Any advice would be greatly appreciated ;)
 
So, it appears that you had a few BSOD crashes in the past, here's latest which is a month old now.

Rich (BB code):
22: kd> knL
 # Child-SP          RetAddr           Call Site
00 ffff8681`2e089d88 fffff802`d4439507 nt!KeBugCheckEx
01 ffff8681`2e089d90 fffff802`d4436778 nt!KeAccumulateTicks+0x407
02 ffff8681`2e089df0 fffff802`d4c264e5 nt!KeClockInterruptNotify+0xb8
03 ffff8681`2e089f40 fffff802`d44b13f6 hal!HalpTimerClockIpiRoutine+0x15
04 ffff8681`2e089f70 fffff802`d4564ada nt!KiCallInterruptServiceRoutine+0x106
05 ffff8681`2e089fb0 fffff802`d4564fc7 nt!KiInterruptSubDispatchNoLockNoEtw+0xea
06 ffff8681`2e081d50 fffff802`d441a314 nt!KiInterruptDispatchNoLockNoEtw+0x37
07 ffff8681`2e081ee0 fffff802`d441a2c4 nt!KxWaitForLockOwnerShip+0x34
08 ffff8681`2e081f10 fffff801`ec5272b4 nt!KeAcquireInStackQueuedSpinLock+0x44 << Implictly raises the IRQL Level to 2
09 ffff8681`2e081f40 00000000`00000001 sbwfw+0x72b4 << Our issue
0a ffff8681`2e081f48 00000000`0000dd86 0x1
0b ffff8681`2e081f50 ffff8681`2e082190 0xdd86
0c ffff8681`2e081f58 fffff801`ec535750 0xffff8681`2e082190
0d ffff8681`2e081f60 ffff8681`2e082190 sbwfw+0x15750
0e ffff8681`2e081f68 fffff801`ec5250af 0xffff8681`2e082190
0f ffff8681`2e081f70 ffffb181`3910bcac sbwfw+0x50af
10 ffff8681`2e081f78 00000000`001f419a 0xffffb181`3910bcac
11 ffff8681`2e081f80 ffff8681`2e082190 0x1f419a
12 ffff8681`2e081f88 ffffa98d`24a2aee0 0xffff8681`2e082190
13 ffff8681`2e081f90 fffff801`ec5666c8 0xffffa98d`24a2aee0
14 ffff8681`2e081f98 fffff801`ec527741 sbwfw+0x466c8
15 ffff8681`2e081fa0 00000000`00000001 sbwfw+0x7741
16 ffff8681`2e081fa8 ffff8681`2e082068 0x1
17 ffff8681`2e081fb0 ffff8681`2e18d350 0xffff8681`2e082068
18 ffff8681`2e081fb8 fffff801`ec566dd9 0xffff8681`2e18d350
19 ffff8681`2e081fc0 00000000`00000002 sbwfw+0x46dd9
1a ffff8681`2e081fc8 fffff801`ec5666d8 0x2
1b ffff8681`2e081fd0 ffffa98d`050f0230 sbwfw+0x466d8
1c ffff8681`2e081fd8 ffffa98d`06d9bd01 0xffffa98d`050f0230
1d ffff8681`2e081fe0 00000000`00000001 0xffffa98d`06d9bd01
1e ffff8681`2e081fe8 ffffa98d`06ffd7a0 0x1
1f ffff8681`2e081ff0 00000000`00000001 0xffffa98d`06ffd7a0
20 ffff8681`2e081ff8 fffff801`ec5279b4 0x1
21 ffff8681`2e082000 00000000`00000000 sbwfw+0x79b4

Rich (BB code):
22: kd> lmvm sbwfw
Browse full module list
start             end                 module name
fffff801`ec520000 fffff801`ec578000   sbwfw    T (no symbols)           
    Loaded symbol image file: sbwfw.sys
    Image path: \SystemRoot\system32\DRIVERS\sbwfw.sys
    Image name: sbwfw.sys
    Browse all global symbols  functions  data
    Timestamp:        Thu Apr 23 18:38:32 2020 (5EA1D298)
    CheckSum:         0005E67F
    ImageSize:        00058000
    Translations:     0000.04b0 0000.04e4 0409.04b0 0409.04e4
    Information from resource tables:

It appears that your ThreatTrack Firewall driver is causing some issues here.
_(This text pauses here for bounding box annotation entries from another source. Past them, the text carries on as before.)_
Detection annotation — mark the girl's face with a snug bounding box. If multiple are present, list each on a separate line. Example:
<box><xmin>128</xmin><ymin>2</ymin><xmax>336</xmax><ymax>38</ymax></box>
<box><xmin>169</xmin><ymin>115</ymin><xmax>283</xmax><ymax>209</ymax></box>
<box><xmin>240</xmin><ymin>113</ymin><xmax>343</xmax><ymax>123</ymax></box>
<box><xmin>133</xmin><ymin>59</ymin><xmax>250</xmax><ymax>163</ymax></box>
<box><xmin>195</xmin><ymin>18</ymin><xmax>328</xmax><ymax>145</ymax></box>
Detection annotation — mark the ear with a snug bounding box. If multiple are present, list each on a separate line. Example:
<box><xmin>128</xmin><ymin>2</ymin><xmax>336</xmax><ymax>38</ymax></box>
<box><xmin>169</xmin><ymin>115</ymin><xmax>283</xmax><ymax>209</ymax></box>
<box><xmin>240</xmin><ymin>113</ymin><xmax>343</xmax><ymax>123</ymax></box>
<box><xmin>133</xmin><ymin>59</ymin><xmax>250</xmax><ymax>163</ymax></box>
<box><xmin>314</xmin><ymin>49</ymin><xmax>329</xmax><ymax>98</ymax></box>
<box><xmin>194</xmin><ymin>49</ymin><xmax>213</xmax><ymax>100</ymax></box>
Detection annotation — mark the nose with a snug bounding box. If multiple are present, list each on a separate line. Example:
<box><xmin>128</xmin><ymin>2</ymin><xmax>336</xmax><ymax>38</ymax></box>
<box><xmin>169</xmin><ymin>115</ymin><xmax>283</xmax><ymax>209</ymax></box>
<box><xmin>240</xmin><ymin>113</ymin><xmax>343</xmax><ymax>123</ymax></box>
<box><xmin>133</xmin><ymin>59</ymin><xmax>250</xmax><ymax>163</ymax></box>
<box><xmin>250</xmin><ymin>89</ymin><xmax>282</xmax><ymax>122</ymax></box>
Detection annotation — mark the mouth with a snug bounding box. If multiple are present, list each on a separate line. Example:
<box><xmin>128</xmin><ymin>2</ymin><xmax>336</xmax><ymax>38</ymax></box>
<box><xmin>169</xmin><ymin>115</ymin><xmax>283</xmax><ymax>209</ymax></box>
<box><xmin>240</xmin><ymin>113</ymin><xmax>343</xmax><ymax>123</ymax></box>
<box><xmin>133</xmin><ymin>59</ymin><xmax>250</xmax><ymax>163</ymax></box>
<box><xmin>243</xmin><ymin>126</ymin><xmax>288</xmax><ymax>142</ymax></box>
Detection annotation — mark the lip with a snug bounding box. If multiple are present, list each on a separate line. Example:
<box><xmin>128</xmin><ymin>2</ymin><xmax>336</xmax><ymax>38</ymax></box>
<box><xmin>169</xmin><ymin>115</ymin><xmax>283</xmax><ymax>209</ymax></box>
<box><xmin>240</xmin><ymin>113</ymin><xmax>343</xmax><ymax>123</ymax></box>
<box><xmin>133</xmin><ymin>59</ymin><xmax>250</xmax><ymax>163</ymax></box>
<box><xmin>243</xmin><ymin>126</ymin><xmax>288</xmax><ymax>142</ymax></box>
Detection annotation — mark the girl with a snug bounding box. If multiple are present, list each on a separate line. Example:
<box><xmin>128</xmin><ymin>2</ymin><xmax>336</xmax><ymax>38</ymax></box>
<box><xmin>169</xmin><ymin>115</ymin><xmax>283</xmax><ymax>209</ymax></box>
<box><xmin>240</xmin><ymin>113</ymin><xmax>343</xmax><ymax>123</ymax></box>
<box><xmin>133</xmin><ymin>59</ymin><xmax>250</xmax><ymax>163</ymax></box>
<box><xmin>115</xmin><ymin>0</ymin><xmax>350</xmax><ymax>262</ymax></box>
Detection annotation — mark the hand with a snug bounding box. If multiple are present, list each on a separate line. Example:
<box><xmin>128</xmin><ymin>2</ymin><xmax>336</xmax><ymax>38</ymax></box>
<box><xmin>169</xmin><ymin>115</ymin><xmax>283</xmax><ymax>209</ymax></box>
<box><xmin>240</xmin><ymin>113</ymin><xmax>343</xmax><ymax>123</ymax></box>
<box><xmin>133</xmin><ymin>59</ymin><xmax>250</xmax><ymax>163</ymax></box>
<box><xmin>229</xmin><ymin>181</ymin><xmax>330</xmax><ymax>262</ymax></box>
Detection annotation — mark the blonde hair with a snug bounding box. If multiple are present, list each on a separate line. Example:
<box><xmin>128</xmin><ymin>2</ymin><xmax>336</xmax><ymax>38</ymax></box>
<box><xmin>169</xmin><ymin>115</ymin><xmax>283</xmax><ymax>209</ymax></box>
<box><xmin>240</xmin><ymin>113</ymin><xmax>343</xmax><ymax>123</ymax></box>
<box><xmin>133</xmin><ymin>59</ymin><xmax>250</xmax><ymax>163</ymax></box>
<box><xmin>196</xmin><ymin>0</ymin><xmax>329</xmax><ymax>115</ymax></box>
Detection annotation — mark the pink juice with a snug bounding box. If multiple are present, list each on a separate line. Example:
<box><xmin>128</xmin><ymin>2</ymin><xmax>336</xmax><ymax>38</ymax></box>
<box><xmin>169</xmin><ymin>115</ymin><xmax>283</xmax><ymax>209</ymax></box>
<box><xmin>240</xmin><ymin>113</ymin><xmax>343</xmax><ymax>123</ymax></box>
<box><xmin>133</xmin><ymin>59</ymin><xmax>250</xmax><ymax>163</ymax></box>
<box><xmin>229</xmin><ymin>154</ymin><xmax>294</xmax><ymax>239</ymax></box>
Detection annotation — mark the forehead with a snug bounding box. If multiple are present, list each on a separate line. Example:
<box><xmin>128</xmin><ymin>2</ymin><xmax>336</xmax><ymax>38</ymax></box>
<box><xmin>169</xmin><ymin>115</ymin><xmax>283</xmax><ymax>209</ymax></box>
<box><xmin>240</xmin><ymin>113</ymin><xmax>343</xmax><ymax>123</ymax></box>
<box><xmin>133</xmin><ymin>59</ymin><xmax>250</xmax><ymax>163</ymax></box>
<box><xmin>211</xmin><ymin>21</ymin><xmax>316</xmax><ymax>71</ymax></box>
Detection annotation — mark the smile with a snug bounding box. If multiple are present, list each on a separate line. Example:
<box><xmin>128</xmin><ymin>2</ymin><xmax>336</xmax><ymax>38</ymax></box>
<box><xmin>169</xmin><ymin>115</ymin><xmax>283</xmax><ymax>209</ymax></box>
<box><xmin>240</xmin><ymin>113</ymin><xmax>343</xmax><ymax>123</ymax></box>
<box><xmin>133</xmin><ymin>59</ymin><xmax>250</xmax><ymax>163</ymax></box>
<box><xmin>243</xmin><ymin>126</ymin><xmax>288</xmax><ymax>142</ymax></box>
I would suggest checking if there is an updated version for the program or alternatively opening a support ticket with them, if you're unable to remove the software from the server.
 
It shows no health issues with the hardware;)


This is preventative maintenance: (WHEA corrected hardware errors 01/14 and 04/14)


The logs reported WHEA corrected hardware errors: Memory Single-Bit ECC




The computer has 12 RAM modules that are 16 GB each.

These are matching modules that are ECC.

There should be no ECC errors.


See if you can swap test RAM as there would be significant downtime to test 4 modules at a time.


ECC memory - Wikipedia





Code:
Event[11933]:
  Log Name: System
  Source: Microsoft-Windows-WHEA-Logger
  Date: 2021-04-14T00:48:33.420
  Event ID: 23
  Task: N/A
  Level: Warning
  Opcode: Info
  Keyword: N/A
  User: S-1-5-19
  User Name: NT AUTHORITY\LOCAL SERVICE
  Computer: AbertayVM2
  Description:
A corrected hardware error has occurred.

Component: Memory
Error Source: Generic
Error Type: Single-Bit ECC

The details view of this entry contains further information.


Event[29174]:
  Log Name: System
  Source: Microsoft-Windows-WHEA-Logger
  Date: 2021-01-14T16:01:22.763
  Event ID: 23
  Task: N/A
  Level: Warning
  Opcode: Info
  Keyword: N/A
  User: S-1-5-19
  User Name: NT AUTHORITY\LOCAL SERVICE
  Computer: AbertayVM2
  Description:
A corrected hardware error has occurred.

Component: Memory
Error Source: Generic
Error Type: Single-Bit ECC

The details view of this entry contains further information.
 
Thank you my friend, I will arrange to remove Vipre from the Hyper-V server tonight, I will update on how it goes.

@zbook - I'll replace Vipre first as that's a much easier operation to deal with, thanks.
 
Just a quick bit of info that might help....
"The previous system shutdown at 11:34:49 on ‎07/‎06/‎2021 was unexpected."
 
Nothing, no - that's what made it look all a bit strange due to the lack of the info in event viewer, iDRAC and UPS (APC)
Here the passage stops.